Three Mountain West programs and one Pac-12 school has started to notice a new and enhanced Wick. Coaches at Shaun’s school Wyoming, San Diego State, Fresno State, and Washington have closely observed the rising junior, Wick said.
Wick himself admitted to Scout that he’s grown up as a running back.
“Last year, I was not mature. Now, I feel like I’ve gained my maturity up,” Wick said. “I feel like a leader. I just want to get a ring and help my team get a victory.
“(I’m Mature) just in terms of my decision making in running,” Wick continued. “Last year, I was too focused on the big things. I was too focused on the game itself and the whole stadium. I was too young for that. I think I’m stepping up now in my junior year. I’m doing a lot better this year.”

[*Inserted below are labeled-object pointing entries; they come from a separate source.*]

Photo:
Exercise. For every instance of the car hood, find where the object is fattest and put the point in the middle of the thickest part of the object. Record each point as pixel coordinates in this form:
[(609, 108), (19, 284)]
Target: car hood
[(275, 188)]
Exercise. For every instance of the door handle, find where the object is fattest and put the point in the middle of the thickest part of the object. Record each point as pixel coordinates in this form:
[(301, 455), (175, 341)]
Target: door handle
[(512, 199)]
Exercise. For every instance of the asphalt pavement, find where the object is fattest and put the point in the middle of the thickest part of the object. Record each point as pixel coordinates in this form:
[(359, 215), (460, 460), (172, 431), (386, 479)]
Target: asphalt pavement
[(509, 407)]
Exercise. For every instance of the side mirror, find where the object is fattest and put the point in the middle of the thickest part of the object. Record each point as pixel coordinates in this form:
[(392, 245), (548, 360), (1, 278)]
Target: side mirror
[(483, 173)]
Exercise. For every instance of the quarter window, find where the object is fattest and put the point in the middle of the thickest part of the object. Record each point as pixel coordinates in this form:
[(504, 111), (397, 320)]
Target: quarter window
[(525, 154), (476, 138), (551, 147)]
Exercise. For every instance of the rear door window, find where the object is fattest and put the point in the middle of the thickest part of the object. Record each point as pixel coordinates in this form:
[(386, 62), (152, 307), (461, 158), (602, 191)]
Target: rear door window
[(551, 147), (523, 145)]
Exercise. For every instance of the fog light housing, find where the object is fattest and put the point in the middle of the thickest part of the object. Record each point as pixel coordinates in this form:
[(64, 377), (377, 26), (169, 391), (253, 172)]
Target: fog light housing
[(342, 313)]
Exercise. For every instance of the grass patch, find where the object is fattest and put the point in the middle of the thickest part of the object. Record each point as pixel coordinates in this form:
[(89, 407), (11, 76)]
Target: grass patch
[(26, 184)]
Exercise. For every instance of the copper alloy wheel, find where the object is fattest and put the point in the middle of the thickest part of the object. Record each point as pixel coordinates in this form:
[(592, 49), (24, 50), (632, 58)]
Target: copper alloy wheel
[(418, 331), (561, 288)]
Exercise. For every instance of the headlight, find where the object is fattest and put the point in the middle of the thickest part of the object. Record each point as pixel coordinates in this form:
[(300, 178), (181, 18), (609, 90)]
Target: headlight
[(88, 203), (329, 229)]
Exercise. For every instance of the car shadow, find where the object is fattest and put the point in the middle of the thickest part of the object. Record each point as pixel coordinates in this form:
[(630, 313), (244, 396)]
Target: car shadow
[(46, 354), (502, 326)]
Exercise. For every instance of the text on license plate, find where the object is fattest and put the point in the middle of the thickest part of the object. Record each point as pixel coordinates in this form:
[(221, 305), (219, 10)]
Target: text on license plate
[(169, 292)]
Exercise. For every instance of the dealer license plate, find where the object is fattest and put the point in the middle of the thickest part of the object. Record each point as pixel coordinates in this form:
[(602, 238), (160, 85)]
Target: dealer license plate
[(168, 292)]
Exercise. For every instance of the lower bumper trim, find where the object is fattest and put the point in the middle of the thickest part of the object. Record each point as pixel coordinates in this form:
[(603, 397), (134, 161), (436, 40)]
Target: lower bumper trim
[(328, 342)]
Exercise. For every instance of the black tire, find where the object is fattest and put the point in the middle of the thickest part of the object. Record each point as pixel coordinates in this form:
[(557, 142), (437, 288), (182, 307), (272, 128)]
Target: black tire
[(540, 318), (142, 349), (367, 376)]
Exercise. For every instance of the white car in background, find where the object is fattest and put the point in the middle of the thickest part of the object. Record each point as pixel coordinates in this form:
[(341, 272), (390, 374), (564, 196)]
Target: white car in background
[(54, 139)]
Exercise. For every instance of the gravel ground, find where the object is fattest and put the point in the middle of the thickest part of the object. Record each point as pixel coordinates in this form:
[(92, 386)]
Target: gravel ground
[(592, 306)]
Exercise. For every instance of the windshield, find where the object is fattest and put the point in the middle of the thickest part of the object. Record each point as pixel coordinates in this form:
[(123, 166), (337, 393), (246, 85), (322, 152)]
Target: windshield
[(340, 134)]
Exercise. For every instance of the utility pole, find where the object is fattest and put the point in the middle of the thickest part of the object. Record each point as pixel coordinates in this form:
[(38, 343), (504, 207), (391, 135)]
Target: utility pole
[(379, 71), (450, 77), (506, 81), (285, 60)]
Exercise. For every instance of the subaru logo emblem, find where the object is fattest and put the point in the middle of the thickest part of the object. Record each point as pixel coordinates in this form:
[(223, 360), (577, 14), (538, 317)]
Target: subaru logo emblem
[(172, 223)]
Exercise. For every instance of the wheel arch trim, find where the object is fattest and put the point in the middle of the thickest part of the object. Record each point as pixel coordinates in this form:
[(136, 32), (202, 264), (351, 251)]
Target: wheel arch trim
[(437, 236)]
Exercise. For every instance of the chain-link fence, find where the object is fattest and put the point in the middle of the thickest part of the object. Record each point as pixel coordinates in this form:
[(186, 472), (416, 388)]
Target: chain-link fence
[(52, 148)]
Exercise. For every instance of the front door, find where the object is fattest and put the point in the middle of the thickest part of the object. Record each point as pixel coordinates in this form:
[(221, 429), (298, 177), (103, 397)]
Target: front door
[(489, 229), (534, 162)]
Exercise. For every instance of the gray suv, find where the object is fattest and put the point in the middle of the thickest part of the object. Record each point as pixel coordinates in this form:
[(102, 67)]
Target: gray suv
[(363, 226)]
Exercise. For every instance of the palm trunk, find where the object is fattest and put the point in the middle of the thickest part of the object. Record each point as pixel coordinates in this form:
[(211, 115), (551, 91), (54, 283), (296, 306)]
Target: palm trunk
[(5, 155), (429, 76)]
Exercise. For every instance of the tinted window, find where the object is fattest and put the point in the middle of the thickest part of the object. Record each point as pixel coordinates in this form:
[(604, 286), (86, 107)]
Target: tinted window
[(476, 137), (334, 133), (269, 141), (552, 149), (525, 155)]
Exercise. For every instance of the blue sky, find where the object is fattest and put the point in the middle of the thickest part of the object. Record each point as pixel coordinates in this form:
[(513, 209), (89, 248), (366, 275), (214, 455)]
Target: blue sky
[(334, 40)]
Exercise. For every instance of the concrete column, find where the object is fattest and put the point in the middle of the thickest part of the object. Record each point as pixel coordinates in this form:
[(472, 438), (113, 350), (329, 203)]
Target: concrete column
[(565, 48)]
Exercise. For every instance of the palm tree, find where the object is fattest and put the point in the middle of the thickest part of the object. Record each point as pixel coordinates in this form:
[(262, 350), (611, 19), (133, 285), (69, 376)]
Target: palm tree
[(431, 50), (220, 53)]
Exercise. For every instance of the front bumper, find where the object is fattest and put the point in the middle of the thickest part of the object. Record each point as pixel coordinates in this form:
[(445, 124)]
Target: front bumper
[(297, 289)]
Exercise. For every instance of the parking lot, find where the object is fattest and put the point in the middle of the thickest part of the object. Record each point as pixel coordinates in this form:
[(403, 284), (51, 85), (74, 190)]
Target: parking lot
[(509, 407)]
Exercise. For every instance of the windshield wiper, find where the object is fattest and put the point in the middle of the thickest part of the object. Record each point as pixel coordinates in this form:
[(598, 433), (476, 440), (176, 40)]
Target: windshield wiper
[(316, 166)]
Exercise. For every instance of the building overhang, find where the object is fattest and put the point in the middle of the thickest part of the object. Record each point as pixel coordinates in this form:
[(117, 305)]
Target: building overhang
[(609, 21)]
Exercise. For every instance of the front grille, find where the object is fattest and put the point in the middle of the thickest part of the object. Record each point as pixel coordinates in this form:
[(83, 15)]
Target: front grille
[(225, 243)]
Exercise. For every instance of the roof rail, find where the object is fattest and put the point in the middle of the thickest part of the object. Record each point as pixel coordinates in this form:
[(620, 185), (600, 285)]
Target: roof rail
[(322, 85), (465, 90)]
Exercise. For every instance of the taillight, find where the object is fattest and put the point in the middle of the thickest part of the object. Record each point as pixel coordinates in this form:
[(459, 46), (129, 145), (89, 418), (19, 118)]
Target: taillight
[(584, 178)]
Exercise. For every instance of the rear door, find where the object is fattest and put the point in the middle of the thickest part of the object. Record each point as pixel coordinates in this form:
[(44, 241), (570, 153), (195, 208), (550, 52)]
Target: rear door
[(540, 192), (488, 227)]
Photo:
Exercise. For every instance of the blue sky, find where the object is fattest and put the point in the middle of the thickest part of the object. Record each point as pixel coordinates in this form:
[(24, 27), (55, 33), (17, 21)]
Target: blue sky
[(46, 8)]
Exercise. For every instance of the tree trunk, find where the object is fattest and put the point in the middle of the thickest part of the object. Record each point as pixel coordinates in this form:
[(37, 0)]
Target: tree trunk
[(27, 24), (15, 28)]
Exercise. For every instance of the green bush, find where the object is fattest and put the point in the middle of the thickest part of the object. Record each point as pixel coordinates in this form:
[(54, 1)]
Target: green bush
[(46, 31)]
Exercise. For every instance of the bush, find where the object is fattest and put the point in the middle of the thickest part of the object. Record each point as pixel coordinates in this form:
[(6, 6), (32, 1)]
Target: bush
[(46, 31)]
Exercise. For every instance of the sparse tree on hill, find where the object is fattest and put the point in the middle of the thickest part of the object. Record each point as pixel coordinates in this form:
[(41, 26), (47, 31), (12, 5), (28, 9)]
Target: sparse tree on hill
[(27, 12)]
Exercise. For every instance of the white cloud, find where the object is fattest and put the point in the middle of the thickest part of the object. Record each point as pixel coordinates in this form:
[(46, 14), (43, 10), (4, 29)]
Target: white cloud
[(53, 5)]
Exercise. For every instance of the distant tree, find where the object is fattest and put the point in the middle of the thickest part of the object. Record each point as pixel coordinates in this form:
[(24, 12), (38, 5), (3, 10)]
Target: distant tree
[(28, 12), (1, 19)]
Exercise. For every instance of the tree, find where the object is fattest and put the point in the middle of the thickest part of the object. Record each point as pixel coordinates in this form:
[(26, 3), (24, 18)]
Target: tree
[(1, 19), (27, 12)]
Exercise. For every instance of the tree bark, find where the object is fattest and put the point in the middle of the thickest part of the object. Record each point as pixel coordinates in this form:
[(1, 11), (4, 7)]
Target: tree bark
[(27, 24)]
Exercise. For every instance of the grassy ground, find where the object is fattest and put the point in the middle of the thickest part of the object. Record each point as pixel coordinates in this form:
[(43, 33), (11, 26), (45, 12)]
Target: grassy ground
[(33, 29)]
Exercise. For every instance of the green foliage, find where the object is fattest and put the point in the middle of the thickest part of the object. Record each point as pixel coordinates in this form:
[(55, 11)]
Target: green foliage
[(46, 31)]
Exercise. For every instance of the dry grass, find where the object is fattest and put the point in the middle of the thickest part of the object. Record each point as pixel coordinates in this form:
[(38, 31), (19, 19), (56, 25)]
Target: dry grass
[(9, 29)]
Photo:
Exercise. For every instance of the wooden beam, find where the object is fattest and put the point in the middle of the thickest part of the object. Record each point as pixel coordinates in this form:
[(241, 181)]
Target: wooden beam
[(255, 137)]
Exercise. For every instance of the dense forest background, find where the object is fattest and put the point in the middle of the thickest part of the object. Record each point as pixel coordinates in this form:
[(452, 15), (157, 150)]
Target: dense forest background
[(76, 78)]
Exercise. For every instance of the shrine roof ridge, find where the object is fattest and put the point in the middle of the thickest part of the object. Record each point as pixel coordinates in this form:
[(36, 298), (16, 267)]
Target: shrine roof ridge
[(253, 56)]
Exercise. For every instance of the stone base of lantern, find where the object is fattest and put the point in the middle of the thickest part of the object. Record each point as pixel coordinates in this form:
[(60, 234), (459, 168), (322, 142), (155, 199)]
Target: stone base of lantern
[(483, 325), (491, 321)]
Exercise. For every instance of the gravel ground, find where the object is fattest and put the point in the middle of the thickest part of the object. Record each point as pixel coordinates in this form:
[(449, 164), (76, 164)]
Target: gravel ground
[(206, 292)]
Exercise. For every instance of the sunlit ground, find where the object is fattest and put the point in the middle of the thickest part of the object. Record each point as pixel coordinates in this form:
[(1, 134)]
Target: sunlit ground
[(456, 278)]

Wick showed his leader-by-example side against a Knights team that entered their home turf with the word “upset” embedded in their minds, plus seeking to end a 10-year drought of beating Ventura County schools. It was Wick who put the 49-man Seraphs on his back and carried the load the rest of the way, powering through like a Powerade commercial and carrying his team with will and desire flowing through his veins. Wick’s running helped get the Seraphs to break the 14-14 tie by setting up the last 10 points.
Wick didn’t want the game ball, though. He gave credit to where he felt credit was due.
“Everyone played their hearts out. Everyone never gave up,” Wick said. “The blocking was unbelievable. I have to give a shout out to my offensive line. I couldn’t do anything without them. Also got to give a shout out to our receivers because they helped me out with their run blocks.”
Wick saw his older brother’s recruiting period pick up late after a stellar career in the Seraph green and gold. Wick hasn’t received his first official scholarship, but he already knows what approach to take, especially after having had plenty of football related conversations with his Cowboy bro.
“I just want to focus on doing my stuff on the field and recruiting after,” Wick said. “Time will tell. I’m praying that I get one (a scholarship). If I get one, I get one but I’m going to work even harder. And if I don’t get one, I’m going to work 10 times harder to get one.”